Fahri pergi meninggalkan tempat itu, Irma yang dari tadi kesakitan, kini di tubuhnya mulai mengeluarkan aroma busuk.


bahkan luka itu juga mulai berubah warna seperti daging busuk, bahkan semua orang menutup hidung karena aroma tubuh wanita itu.


sedang Raka makin panik saat melihat gamis istrinya itu ada bercak darah, "sayang tetap sadar ya," kata raka terus menepuk pipi Wulan.


"aku lelah, aku ingin tidur sebentar saja, boleh ya mas," kata wuln mulai menutup mata.


"jangan lakukan itu, aku mohon sayang, pak tolong lebih cepat!" kata raka makin panik.


mobil pun sampai di rumh sakit, dan Wulan langsung di larikan ke ruang UGD, dan langsung masuk ICU.


raka menelpon pak Suyatno dan mengatakan jika mereka kini ada di rumah sakit ibu dan anak Jombang.


Raka terus menangis, "pak Raka tolong berdoa untuk istri anda dan kandungannya,"


"apa salah kami, kami sudah bahagia dan tak pernah melukai seseorang, bahkan aku terus membantu orang lain bersama istriku, tapi kenapa ini yang terjadi pada kami," lirih Raka.


"saya juga tadi tak mengira jika ada kejadian seperti itu," jawabnya.


"aku tak akan memaafkan wanita busuk itu, kenapa dia terus menyakiti hati istriku, apa salahku!" teriak raka marah.

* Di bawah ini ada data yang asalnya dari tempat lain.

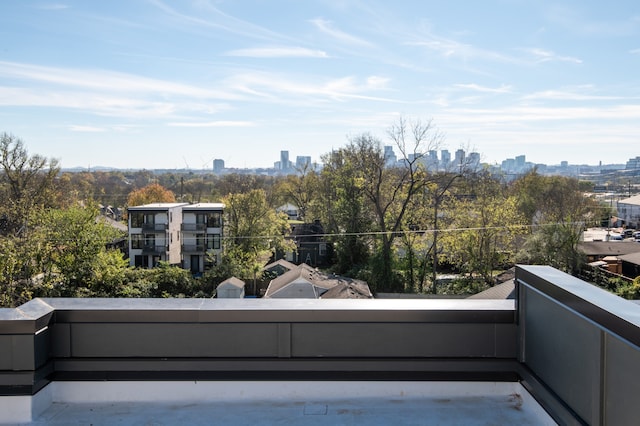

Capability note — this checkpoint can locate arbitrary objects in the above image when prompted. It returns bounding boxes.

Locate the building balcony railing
[142,245,169,254]
[180,223,207,233]
[142,223,169,231]
[0,266,640,425]
[182,244,206,253]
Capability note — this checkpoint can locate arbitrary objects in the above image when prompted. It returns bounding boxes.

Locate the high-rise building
[425,150,438,172]
[384,145,398,167]
[467,152,480,171]
[213,158,224,173]
[453,148,465,169]
[296,155,311,171]
[440,149,451,170]
[280,151,291,172]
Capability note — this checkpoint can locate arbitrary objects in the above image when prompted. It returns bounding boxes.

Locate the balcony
[182,244,206,254]
[142,223,169,232]
[0,266,640,425]
[180,223,207,234]
[142,245,169,254]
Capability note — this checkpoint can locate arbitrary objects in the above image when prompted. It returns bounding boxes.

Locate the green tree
[38,207,122,297]
[512,171,601,274]
[345,119,442,292]
[223,189,295,291]
[275,165,319,220]
[0,133,60,235]
[311,150,372,276]
[444,174,523,285]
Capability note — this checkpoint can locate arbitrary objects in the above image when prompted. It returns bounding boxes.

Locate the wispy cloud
[454,83,512,93]
[522,48,582,64]
[0,61,237,99]
[149,0,288,40]
[309,18,371,46]
[522,89,628,101]
[34,3,69,10]
[167,120,256,127]
[68,125,107,133]
[226,47,329,58]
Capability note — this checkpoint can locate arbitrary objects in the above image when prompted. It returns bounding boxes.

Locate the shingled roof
[264,263,373,299]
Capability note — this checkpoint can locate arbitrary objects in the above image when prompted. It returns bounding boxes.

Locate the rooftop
[23,381,556,426]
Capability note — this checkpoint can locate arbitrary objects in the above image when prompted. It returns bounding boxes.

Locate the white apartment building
[128,203,189,268]
[617,195,640,229]
[181,203,224,274]
[128,203,224,274]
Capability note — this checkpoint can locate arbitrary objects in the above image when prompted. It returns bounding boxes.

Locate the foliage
[512,171,600,274]
[314,150,372,274]
[0,133,60,235]
[127,183,176,206]
[443,176,523,285]
[275,165,319,220]
[617,276,640,300]
[223,189,295,281]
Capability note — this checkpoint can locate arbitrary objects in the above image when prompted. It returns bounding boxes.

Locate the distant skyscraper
[280,151,291,171]
[296,155,311,171]
[213,158,224,173]
[384,145,398,167]
[426,150,438,172]
[440,149,451,170]
[453,148,465,169]
[467,152,480,171]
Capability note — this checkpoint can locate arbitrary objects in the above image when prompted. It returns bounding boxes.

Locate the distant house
[128,203,188,268]
[180,203,225,274]
[128,203,224,275]
[276,203,300,220]
[617,195,640,229]
[578,241,640,263]
[264,264,373,299]
[262,259,298,278]
[276,220,333,267]
[216,277,244,299]
[618,253,640,279]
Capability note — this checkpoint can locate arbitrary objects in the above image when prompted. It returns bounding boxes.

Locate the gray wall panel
[0,335,13,370]
[604,335,640,425]
[291,323,495,358]
[71,323,278,357]
[520,286,601,424]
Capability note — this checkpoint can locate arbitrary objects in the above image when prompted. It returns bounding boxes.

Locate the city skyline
[0,0,640,169]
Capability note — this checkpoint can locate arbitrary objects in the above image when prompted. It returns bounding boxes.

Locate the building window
[129,212,144,228]
[207,234,220,250]
[207,212,222,228]
[131,234,144,249]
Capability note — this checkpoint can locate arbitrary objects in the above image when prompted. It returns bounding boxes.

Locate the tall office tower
[467,152,480,171]
[280,151,291,171]
[296,155,311,171]
[213,158,224,173]
[425,150,438,172]
[453,148,465,170]
[440,149,451,170]
[384,145,398,167]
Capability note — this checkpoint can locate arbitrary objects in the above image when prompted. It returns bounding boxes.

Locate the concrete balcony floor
[22,381,556,425]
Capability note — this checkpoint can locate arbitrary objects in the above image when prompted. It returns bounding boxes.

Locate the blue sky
[0,0,640,169]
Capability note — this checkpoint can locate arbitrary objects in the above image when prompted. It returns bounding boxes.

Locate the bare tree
[0,133,60,231]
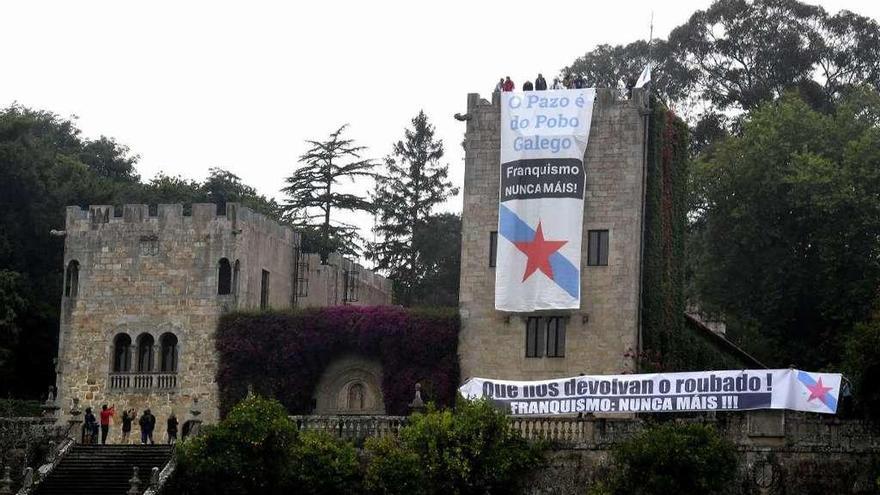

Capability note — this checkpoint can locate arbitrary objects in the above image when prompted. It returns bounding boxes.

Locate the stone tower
[459,89,647,381]
[57,203,391,440]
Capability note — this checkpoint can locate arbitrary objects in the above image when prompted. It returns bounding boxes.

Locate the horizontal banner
[459,369,841,416]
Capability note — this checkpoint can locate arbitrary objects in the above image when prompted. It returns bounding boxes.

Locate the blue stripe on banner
[498,205,581,298]
[798,371,837,412]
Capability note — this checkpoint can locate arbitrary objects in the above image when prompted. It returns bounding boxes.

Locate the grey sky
[0,0,880,262]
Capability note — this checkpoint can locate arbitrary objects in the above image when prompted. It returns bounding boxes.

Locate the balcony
[109,372,177,392]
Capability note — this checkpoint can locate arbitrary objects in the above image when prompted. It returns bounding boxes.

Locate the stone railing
[290,416,407,440]
[109,373,177,391]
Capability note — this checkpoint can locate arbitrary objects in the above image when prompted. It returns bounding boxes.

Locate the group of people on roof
[495,73,587,93]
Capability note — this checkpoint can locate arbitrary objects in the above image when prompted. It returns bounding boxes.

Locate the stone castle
[56,203,391,438]
[459,89,648,380]
[57,90,688,433]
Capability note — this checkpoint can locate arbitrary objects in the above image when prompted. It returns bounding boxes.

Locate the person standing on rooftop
[535,73,547,91]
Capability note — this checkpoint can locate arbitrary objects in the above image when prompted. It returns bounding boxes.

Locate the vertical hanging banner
[495,89,596,311]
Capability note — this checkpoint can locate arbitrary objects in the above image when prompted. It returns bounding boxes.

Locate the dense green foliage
[642,102,692,369]
[282,125,376,263]
[689,90,880,368]
[590,423,738,495]
[216,306,460,414]
[177,396,297,495]
[172,396,361,495]
[370,112,461,306]
[841,317,880,418]
[366,400,543,495]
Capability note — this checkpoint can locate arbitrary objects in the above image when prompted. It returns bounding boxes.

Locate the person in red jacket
[101,404,116,444]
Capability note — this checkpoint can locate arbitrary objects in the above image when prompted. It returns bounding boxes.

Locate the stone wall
[297,254,392,308]
[459,89,645,379]
[51,203,391,441]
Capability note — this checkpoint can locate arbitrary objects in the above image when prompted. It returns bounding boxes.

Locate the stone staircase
[32,445,173,495]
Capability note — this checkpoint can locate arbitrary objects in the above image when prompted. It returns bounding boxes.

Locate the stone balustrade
[290,416,407,440]
[109,373,177,391]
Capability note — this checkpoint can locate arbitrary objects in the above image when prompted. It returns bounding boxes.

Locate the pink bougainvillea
[217,306,460,414]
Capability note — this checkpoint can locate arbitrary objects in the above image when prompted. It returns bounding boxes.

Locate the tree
[688,90,880,368]
[563,0,880,114]
[282,124,375,263]
[0,105,136,397]
[372,111,460,306]
[408,213,461,308]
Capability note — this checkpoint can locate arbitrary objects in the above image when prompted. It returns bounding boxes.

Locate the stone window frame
[64,258,82,299]
[217,256,237,296]
[587,228,611,266]
[105,323,186,375]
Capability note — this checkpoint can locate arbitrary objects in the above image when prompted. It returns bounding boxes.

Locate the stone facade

Rafa tau jika terjadi kejadian buruk, tapi di tak ingin menghentikan saudaranya, karena ini adalah hidup raka jadi dia membiarkan begitu saja.


sedang di tempat lain, Irma kesakitan karena luka-luka di tubuhnya, bahkan keluarganya saka tak ingin menyentuhnya.

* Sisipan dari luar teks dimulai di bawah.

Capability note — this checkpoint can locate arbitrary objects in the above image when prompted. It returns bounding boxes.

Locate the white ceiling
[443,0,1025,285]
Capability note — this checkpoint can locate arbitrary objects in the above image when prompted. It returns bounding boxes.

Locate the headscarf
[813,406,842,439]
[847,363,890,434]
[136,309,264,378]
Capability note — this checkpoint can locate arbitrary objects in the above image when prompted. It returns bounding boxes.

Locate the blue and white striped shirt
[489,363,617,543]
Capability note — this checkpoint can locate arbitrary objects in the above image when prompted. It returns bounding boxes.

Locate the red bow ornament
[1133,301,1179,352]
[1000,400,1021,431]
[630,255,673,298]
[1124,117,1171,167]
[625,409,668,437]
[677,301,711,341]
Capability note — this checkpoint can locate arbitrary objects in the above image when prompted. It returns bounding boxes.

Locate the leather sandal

bahkan Irma pun tak bisa di obati, dokter juga tak bisa menutup luka itu bahkan dalam hitungan jam Luka itu makin parah.


kini Irma hanya bisa menangis di kamarnya, dan bahkan ibunya sendiri pun tak bisa berbuat banyak.


"Bu, cari ustadz Arifin, minta tolong untuk menyembuhkan Irma Bu, ayah tak tega harus melihat kondisi putri kita ini," kata pak Prapto.

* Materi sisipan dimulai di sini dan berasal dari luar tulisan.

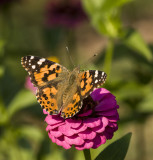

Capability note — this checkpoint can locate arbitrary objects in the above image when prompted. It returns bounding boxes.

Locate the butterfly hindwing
[61,87,82,118]
[36,85,59,115]
[80,70,107,99]
[21,56,107,118]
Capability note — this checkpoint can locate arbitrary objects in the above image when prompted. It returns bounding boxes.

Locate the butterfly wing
[79,70,107,99]
[61,70,107,118]
[21,56,68,114]
[61,85,82,118]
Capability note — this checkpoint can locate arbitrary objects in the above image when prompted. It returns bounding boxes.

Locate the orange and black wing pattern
[80,70,107,99]
[61,86,82,118]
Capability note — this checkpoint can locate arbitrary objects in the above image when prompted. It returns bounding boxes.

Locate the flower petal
[50,128,62,137]
[92,135,106,148]
[64,135,84,145]
[65,119,82,128]
[83,118,101,128]
[56,136,71,149]
[45,115,64,125]
[75,140,94,150]
[58,124,75,136]
[78,129,96,140]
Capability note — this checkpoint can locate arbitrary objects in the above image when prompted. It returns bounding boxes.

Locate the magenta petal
[98,109,117,117]
[50,129,62,137]
[78,110,92,117]
[65,119,82,128]
[95,98,116,111]
[45,115,64,125]
[92,135,106,148]
[78,129,96,139]
[43,109,48,114]
[56,136,71,149]
[90,88,110,101]
[58,124,75,136]
[93,117,109,133]
[48,132,56,143]
[75,140,94,150]
[83,118,101,128]
[44,89,119,150]
[64,135,84,145]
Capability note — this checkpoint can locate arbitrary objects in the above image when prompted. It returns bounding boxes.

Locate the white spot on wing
[37,61,42,65]
[37,58,45,65]
[95,70,98,77]
[95,79,98,83]
[32,65,36,69]
[102,72,105,76]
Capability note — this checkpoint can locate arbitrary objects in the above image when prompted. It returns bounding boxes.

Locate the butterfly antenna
[66,46,75,67]
[80,54,98,68]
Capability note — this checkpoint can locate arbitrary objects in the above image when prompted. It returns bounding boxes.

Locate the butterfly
[21,56,107,119]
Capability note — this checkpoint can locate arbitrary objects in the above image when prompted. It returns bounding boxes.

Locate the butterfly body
[21,56,106,118]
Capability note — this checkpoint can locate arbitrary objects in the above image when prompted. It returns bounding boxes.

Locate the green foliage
[95,133,132,160]
[83,0,132,38]
[0,0,153,160]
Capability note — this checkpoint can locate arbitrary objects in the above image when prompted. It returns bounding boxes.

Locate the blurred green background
[0,0,153,160]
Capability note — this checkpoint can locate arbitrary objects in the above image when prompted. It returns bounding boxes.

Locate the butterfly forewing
[21,56,106,118]
[21,56,68,87]
[21,56,68,114]
[80,70,107,99]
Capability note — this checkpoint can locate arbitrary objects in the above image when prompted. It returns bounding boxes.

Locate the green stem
[104,39,114,80]
[83,149,91,160]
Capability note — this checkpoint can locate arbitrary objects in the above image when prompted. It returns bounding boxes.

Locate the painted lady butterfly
[21,56,107,118]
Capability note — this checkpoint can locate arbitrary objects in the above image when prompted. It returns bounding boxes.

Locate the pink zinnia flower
[44,88,119,150]
[25,76,37,94]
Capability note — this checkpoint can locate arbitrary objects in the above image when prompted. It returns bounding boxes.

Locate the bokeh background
[0,0,153,160]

"iya ayah, ayah di rumah ya, nanti kalau Irma bangun dan kesakitan, kasih dia obatnya, dan satu jam lagi tolong siramkan air infus ini agar tak ada belatung ya," kata Bu Prapto.


akhirnya wanita sepuh itu berangkat menuju ke pondok milik ustadz Arifin, tapi sungguh naas, karena kunjungannya terlalu pagi


para keamanan tak mengizinkan wanita itu masuk untuk menganggu ustadz Arifin dan ustadz Hasan.


jadilah Bu Prapto menunggu di luar gerbang yayasan pondok itu hingga di izinkan masuk.


sedang kondisi Wulan masih sangat menghawatirkan, meski kandungannya selamat.


tapi wanita itu masih belum sadar dan kini malah harus di ruang ICU untuk perawatan lebih intensif.